The idea for the new initiative came after Douglass received numerous requests from a range of consumers, both young and old, searching for a dealership to provide accessible RVs and dealerships.

Thus far, two dealerships, Wildwood, Fla.-based Alliance Coach and Guaranty RV Super Center in Junction City, Ore., have signed on with the group, promising accessible RVs and service for customers recommended by the Group. Douglass thinks he could have a New England dealer on board in the coming month.

For the first year, the Accessibility Group’s goal is to ink the endorsement deals with five strategically placed dealers throughout the country. Currently, Douglass is searching for dealer partners to cover Texas, the Midwest and the Northeast.

Each of the partners will cover a territory based on the services they’re able to provide. While large dealerships, such as Alliance Coach and Guaranty RV can cover wide swaths that include several states, Douglass said he’s open to dealerships covering smaller regions.

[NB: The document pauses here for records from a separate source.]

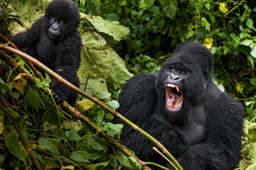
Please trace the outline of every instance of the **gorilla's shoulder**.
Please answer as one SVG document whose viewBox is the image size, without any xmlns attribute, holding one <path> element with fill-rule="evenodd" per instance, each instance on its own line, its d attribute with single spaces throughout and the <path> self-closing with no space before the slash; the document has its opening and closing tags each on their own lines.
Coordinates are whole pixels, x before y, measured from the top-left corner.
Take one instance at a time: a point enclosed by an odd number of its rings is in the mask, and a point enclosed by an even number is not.
<svg viewBox="0 0 256 170">
<path fill-rule="evenodd" d="M 149 104 L 150 101 L 156 101 L 156 77 L 154 74 L 142 73 L 130 79 L 119 95 L 120 106 L 139 106 L 142 103 Z"/>
</svg>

“The important thing is that they’re able to cover the service area that they say they can cover,” he said, adding that if the Group recommends a dealership, he wants to make sure that dealer is capable of meeting the demand.

That demand may be larger than many RV industry leaders think. According to 2012 U.S. Census Data, about 56 percent of women and 45 percent of men over the age of 65, have some type of disability. Those numbers are expected to increase as the generation ages.

As the key demographic for the RV industry, Douglass thinks that the issue should be more prevalent for RV industry leaders, who, he admits, stand to reap profits from the market.

“If the RV industry is going to accommodate these requests from the (Americans with Disabilities Act), and, yes, capitalize on the opportunity, they need to do proper floorplan designs and all amenities within reach range,” Douglass said.

But Douglass said that the Group’s primary concern, whether they’re working with campground owners, dealerships or manufacturers and suppliers, is education.

Many dealers, campgrounds and manufacturers simply aren’t aware how simple and rewarding, both morally and financially, accessibility changes can be, Douglass said.

“It’s not just a civil rights law,” Douglass said. “It is the right thing to do, especially if you want to capitalize on this highly untapped market that continues to grow daily.”